I)                    Tratados de direitos humanos incorporados à ordem interna antes da promulgação da CF/1988, tendo índole constitucional por terem sido formalmente recepcionadas.
II)                  Tratados que virão a ser celebrados após a EC 45/2044, que, para serem equiparadas às normas de natureza constitucional, submeter-se-ão ao procedimento previsto no art. 5º, SS3º.
III)                Tratados celebrados durante o ínterim entre a promulgação da CF/1988 e a EC 45/2004, assumindo caráter materialmente constitucional, transmitida em virtude de sua inclusão no bloco de constitucionalidade (“somatória do que é adicionado à Constituição escrita, em função dos valores e princípios nela consagrados”).

Deve haver primazia dos tratados internacionais em matéria de direitos humanos sobre o direito interno brasileiro, valorizando-se o sistema de proteção aos direitos humanos ao atribuir-lhe caráter hierarquicamente superior ao de legislação ordinária, conferindo supremacia e procedência ao ordenamento doméstico.

É ressaltado que há possibilidade de alteração das exceções constitucionais à vedação da prisão civil por dívida, tanto por atividade legiferante ordinária, quanto por formulações advindas de convenções ou tratadas internacionais, bem como por interpretações da Constituição e do ordenamento feitas por juízes e Tribunais.
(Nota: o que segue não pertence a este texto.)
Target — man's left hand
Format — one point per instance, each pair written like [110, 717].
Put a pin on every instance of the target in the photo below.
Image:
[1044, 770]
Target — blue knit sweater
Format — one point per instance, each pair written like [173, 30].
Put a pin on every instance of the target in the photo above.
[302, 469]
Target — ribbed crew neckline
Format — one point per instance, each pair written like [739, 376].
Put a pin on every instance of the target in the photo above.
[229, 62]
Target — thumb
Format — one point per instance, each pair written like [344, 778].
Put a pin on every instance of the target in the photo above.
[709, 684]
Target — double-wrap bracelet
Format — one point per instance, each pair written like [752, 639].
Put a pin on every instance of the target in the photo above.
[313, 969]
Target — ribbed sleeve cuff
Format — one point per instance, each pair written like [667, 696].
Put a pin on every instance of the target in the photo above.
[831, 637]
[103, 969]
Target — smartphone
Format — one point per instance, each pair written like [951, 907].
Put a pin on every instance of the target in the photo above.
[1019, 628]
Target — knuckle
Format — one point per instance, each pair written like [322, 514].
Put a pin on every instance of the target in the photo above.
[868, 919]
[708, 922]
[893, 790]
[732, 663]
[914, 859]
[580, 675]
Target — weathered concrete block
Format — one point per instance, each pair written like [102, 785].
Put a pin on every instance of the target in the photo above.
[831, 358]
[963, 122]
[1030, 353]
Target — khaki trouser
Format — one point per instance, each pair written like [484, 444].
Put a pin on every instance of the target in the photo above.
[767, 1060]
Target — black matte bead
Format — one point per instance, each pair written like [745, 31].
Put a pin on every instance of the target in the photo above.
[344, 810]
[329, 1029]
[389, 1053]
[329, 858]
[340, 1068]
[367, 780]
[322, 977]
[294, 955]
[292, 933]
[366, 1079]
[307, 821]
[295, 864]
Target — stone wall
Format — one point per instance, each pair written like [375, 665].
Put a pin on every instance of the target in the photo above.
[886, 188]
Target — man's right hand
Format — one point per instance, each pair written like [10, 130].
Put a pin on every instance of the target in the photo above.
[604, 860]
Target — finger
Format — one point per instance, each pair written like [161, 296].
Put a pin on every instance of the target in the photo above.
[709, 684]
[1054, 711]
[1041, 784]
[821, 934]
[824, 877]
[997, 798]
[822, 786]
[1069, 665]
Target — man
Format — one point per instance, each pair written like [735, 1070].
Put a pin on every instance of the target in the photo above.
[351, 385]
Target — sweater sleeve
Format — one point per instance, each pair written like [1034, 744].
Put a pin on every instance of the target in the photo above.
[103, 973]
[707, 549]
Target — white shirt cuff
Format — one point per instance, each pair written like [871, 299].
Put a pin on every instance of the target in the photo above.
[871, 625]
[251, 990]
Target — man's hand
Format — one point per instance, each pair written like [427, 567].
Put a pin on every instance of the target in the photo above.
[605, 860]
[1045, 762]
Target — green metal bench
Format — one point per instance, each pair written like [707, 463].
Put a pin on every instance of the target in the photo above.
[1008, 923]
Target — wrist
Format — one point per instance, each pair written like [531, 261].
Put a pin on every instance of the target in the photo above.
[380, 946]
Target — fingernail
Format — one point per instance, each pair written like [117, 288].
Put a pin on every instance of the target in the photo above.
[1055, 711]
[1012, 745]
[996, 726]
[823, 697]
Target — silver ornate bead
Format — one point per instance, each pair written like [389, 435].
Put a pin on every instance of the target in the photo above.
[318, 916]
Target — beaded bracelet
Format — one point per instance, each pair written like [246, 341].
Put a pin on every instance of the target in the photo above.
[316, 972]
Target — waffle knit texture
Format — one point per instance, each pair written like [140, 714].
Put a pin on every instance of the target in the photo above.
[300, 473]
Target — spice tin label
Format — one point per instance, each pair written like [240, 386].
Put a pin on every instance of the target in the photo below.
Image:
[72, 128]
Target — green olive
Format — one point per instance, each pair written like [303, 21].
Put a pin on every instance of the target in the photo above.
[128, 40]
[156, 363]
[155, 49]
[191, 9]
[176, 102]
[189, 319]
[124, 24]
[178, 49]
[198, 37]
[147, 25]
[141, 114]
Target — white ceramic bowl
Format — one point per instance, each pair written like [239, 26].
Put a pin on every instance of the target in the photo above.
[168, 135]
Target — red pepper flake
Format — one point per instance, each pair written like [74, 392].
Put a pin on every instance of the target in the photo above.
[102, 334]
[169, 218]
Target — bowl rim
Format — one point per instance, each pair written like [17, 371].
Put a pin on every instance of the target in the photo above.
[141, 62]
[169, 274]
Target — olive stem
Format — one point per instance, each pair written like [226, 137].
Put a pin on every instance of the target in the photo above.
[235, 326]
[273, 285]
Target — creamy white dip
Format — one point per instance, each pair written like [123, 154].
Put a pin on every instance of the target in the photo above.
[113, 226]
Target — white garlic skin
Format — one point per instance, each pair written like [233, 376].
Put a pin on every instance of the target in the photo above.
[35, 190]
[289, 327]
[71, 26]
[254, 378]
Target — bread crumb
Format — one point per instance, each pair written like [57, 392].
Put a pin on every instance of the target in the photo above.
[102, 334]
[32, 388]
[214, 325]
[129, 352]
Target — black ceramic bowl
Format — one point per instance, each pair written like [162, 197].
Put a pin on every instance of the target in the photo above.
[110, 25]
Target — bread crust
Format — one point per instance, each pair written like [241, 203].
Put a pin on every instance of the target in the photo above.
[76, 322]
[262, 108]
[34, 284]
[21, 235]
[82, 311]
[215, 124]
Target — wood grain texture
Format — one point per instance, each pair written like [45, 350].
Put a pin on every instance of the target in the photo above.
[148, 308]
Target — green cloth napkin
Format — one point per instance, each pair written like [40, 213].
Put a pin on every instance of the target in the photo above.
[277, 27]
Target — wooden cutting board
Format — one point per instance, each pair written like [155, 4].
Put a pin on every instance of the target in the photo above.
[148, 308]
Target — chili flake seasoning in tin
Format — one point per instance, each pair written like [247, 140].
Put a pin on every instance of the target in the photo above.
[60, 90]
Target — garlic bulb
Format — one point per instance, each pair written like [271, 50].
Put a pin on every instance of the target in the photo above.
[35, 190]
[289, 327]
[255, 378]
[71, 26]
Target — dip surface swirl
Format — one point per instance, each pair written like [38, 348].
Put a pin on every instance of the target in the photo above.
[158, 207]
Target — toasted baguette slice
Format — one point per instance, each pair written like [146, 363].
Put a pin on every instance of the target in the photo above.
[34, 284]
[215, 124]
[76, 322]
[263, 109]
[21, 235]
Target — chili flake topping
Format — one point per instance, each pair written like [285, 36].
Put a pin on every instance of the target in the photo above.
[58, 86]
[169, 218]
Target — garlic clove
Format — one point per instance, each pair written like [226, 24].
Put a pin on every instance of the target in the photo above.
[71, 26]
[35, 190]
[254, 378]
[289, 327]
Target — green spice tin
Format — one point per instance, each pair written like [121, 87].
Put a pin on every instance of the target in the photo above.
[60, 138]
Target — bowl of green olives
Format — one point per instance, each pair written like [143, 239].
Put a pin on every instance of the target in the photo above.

A interpretação, portanto, é de papel fundamental, posto que não só revela, mas também adéqua o sentido de regras normativas ao contexto social, econômico e político da contemporaneidade, e sua legitimidade está vinculada à sua capacidade de fiel reflexão do “espírito do tempo”.

Ademais, pode ser reconhecida a inconstitucionalidade de tratados internacionais em geral, que reduzam ou suprimam direitos e garantias individuais já preconizados pela Carta Política, visto que, enquanto estatuto fundamental da República, a ela se submetem leis e tratados. E quando da antinomia entre tratados internacionais (que não versem sobre direitos humanos) e a Constituição, prevalecerá a última, por consequência da precedência hierárquica do texto constitucional.

A reforma constitucional trazida pela EC 45/2004 permitiu a reflexão acerca da estatura constitucional de tratados internacionais de direitos humanos.

As razões expostas levam à conclusão de que o Decreto-Lei 911/69 não foi recepcionado pelo ordenamento constitucional, havendo clara incompatibilidade material superveniente entre o ato normativo e a Constituição vigente. Cabe ao credor fiduciário a ação de depósito, porém sem a cominação de prisão civil do fiduciante vencido. Nega-se provimento ao recurso.